Utilizing the perspectives of the three roles in the study, to identify differences between the ideal and actual scores, can highlight to IRBs and institutions areas in which more time and effort should be devoted to improving IRB performance. In particular, our results revealed that IRBs in China can improve in the following items: reviewing protocols in a timely manner (item 1), conducting a comprehensive review of protocols (item 2), seeking outside assistance (item 7), having members who are knowledgeable about IRB procedures and national policy (item 23), providing training programs for new members (item 30), and having sufficient resources to carry out IRB functions (item 37). Items 1 and 30 were among the top 5 most important ideal characteristics for either IRB employees, researchers, or those who are both IRB employees and researchers, emphasizing the significance of these aspects to these participants and in strengthening IRBs.
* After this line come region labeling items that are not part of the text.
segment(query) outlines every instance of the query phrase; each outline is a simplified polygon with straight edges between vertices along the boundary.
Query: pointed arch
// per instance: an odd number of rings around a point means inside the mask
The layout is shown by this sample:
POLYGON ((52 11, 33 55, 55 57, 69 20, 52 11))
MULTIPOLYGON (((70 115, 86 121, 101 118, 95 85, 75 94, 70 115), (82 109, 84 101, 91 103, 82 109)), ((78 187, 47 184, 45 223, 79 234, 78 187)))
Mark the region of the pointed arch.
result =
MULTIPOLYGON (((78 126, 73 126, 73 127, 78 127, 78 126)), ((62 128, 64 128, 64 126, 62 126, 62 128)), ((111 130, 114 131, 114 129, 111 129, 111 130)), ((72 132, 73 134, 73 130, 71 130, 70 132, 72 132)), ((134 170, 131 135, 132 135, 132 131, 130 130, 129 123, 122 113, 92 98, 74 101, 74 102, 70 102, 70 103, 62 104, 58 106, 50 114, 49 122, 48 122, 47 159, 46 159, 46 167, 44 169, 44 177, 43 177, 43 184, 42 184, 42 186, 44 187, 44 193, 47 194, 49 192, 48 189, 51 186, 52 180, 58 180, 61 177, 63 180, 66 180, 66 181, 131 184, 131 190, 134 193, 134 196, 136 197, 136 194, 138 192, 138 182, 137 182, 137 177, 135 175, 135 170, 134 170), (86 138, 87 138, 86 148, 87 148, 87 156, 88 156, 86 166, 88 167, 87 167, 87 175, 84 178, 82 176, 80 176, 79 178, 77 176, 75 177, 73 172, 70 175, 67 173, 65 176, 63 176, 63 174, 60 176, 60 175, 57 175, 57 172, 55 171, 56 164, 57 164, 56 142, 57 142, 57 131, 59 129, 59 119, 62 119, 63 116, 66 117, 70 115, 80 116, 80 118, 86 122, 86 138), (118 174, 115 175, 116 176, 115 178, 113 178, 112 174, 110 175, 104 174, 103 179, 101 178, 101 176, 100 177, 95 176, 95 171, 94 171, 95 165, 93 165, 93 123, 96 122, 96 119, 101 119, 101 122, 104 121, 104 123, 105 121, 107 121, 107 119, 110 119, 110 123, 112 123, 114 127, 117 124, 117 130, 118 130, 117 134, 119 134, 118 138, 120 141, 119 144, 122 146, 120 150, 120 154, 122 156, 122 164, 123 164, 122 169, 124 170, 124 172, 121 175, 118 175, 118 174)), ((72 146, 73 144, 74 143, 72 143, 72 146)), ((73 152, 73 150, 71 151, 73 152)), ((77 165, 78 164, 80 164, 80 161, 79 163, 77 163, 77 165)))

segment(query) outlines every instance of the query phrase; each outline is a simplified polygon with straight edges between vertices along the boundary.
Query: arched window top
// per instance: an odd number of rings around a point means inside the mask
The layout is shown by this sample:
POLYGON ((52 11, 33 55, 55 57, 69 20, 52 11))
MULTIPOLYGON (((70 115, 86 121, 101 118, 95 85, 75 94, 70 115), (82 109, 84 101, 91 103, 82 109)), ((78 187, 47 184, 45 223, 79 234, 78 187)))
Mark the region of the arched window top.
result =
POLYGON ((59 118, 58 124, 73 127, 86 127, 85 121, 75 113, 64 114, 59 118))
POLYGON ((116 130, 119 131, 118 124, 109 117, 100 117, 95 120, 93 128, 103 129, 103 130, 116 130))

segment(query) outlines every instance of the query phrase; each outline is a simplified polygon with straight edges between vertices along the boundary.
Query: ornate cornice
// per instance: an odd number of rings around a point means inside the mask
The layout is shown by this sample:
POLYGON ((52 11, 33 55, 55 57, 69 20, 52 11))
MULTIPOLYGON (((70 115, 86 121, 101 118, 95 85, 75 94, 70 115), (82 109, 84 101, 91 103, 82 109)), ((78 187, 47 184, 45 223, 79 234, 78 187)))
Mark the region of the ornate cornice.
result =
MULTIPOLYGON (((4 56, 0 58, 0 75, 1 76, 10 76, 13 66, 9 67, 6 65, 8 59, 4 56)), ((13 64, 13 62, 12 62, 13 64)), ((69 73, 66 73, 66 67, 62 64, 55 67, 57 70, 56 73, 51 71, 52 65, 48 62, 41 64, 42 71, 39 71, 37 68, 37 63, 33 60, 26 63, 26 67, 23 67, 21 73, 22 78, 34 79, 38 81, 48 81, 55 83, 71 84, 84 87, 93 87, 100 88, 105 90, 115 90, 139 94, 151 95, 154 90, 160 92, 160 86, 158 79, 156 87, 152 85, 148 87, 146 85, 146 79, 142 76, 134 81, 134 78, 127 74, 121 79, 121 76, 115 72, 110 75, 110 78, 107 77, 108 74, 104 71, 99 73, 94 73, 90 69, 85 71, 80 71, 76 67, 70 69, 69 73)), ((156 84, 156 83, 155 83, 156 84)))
Lastly, by comparing our results with other IRB evaluations, we can learn from various countries’ experiences to improve aspects in which IRBs in China are lagging. As an example, in our study, all three roles were aware of the importance of IRB members in avoiding conflicts of interest (COI) (item 15), with this item being listed among the top 5 for two of our studied roles but was not among the most important for the USNV sample. Despite these differences in awareness and significance, there are currently no specific regulations for COIs in clinical research in China [32]. Thus, we suggest the following recommendation by Gregor Scherzinger and Monika Bobbert, to be adopted in IRBs across China: IRBs should maintain an up-to-date, publicly available registry in which members can declare any relationships that may lead to conflicts of interest; in addition, IRBs should include rules that specify when members should withdraw from ethics review [53]. Comprehending similarities and differences, as well as the contexts in which they occur, between IRBs across regions can not only identify areas for improvement but also allow China to draw from empirical data as well as other countries’ experiences to strengthen IRB performance.
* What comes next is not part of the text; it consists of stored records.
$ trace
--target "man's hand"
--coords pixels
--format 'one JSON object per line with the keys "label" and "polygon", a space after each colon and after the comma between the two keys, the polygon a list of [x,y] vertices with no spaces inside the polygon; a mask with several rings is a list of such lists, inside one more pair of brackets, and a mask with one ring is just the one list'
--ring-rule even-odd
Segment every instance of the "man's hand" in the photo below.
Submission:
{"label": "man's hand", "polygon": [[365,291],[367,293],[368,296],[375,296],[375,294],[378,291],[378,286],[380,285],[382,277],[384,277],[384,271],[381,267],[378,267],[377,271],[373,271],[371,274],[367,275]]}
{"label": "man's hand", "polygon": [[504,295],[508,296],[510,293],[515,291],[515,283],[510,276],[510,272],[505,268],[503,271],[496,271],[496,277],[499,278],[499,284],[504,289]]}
One limitation of this study was that the inclusion criteria for our sample were limited to IRB employees and researchers. However, other staff and individuals involved in research and IRB operations may have distinct, valuable experiences and perceptions toward IRBs in China. As these views were not included in the present study, the current comparisons and recommendations may be limited. Lastly, because the questionnaire was completed by participants who were more familiar with the operations of an IRB, IRB performance may have been overestimated. Although convenience sampling can result in an overestimation or underestimation of the studied outcome, this may not be a significant limitation in our study because a large proportion of adults in China use WeChat.
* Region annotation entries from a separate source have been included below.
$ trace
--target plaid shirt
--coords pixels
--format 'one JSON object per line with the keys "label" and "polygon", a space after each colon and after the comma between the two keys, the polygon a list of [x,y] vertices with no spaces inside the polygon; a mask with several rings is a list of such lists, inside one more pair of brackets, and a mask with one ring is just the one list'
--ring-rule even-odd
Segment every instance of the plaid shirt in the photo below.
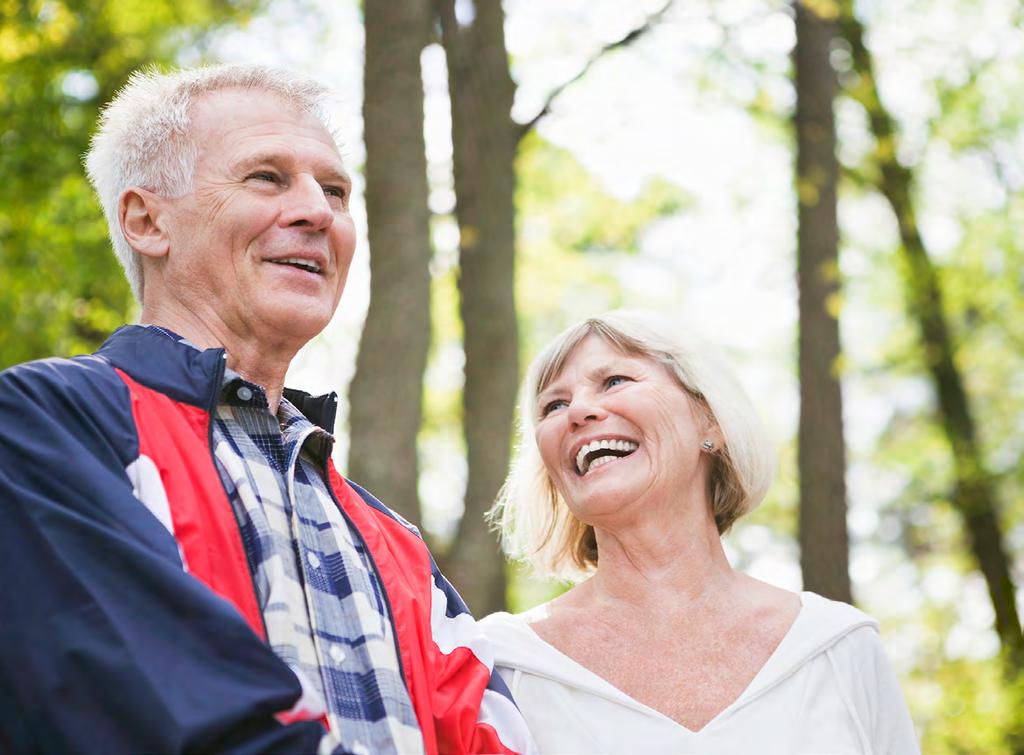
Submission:
{"label": "plaid shirt", "polygon": [[419,753],[390,610],[360,536],[325,481],[334,438],[228,370],[213,422],[217,470],[273,651],[326,705],[321,751]]}

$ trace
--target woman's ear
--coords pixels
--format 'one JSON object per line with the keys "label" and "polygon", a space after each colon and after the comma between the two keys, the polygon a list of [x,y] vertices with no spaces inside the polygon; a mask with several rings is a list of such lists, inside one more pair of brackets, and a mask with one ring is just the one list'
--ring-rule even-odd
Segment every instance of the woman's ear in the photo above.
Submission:
{"label": "woman's ear", "polygon": [[170,249],[164,229],[162,197],[145,188],[126,188],[118,202],[121,233],[129,246],[146,257],[163,257]]}

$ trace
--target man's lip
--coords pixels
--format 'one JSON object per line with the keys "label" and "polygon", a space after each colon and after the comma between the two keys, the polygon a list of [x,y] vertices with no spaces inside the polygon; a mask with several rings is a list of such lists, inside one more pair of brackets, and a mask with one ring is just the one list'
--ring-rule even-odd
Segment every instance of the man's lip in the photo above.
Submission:
{"label": "man's lip", "polygon": [[263,261],[283,264],[286,259],[300,259],[303,262],[309,262],[310,264],[314,264],[317,267],[319,267],[319,272],[316,275],[323,276],[327,274],[328,258],[322,254],[309,254],[308,252],[305,254],[302,253],[281,254],[274,257],[264,257]]}

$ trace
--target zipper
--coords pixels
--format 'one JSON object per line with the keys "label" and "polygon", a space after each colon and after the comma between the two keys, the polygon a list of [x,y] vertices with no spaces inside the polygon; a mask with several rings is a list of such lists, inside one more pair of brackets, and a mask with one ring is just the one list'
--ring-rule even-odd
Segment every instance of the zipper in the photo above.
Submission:
{"label": "zipper", "polygon": [[[377,578],[377,584],[380,585],[381,594],[384,596],[384,605],[387,606],[387,620],[391,624],[391,640],[394,642],[394,655],[398,660],[398,674],[401,676],[402,682],[406,684],[406,689],[409,691],[409,702],[413,704],[413,690],[409,688],[409,679],[406,678],[406,665],[401,661],[401,646],[398,644],[398,627],[394,625],[394,610],[391,607],[391,598],[387,594],[387,587],[384,584],[384,579],[381,577],[380,569],[377,567],[377,560],[374,558],[373,551],[370,550],[370,545],[367,543],[367,539],[362,536],[359,528],[355,526],[345,507],[341,505],[338,501],[338,497],[334,494],[334,486],[331,485],[331,474],[328,469],[330,464],[330,456],[328,460],[324,462],[322,471],[324,472],[324,480],[327,483],[328,493],[331,495],[331,500],[334,501],[334,505],[338,507],[341,512],[342,518],[345,519],[345,523],[348,525],[348,529],[354,534],[355,537],[359,539],[362,544],[362,550],[367,554],[367,558],[370,560],[370,565],[374,571],[374,576]],[[413,704],[413,712],[416,712],[416,705]]]}
{"label": "zipper", "polygon": [[[217,472],[217,479],[220,480],[220,471],[217,469],[217,457],[213,453],[213,415],[217,411],[217,399],[220,396],[221,383],[224,382],[224,370],[227,367],[227,351],[224,349],[218,349],[220,351],[220,361],[217,363],[217,370],[214,380],[214,388],[211,392],[210,400],[207,402],[206,413],[210,420],[206,423],[206,448],[210,454],[210,461],[213,462],[213,468]],[[329,486],[330,487],[330,486]],[[227,499],[227,491],[224,491],[224,483],[220,480],[220,489],[224,492],[224,498]],[[239,538],[242,538],[242,522],[239,521],[239,514],[234,510],[234,506],[231,506],[231,502],[228,499],[227,505],[231,509],[231,516],[234,519],[234,526],[239,529]],[[245,548],[245,542],[243,541],[243,549],[246,552],[246,565],[249,568],[249,583],[253,588],[253,596],[257,595],[256,592],[256,582],[253,579],[253,567],[252,561],[249,556],[248,548]],[[259,600],[257,599],[257,607]],[[270,634],[266,629],[266,620],[263,618],[263,612],[257,612],[259,614],[259,623],[263,627],[263,637],[265,638],[263,642],[269,647]]]}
In conclusion, we gained a general understanding of China’s current IRB situation, with the collected data providing a benchmark of the perceived performance of actual IRBs in China. Moreover, the data were expanded upon by comparing them with those of other countries, to highlight differences between IRBs in various regions. These results serve to identify areas for improvement and provide empirical data and important references which may be useful in guiding institutions as well as in aiding China to formulate policies in IRB evaluation.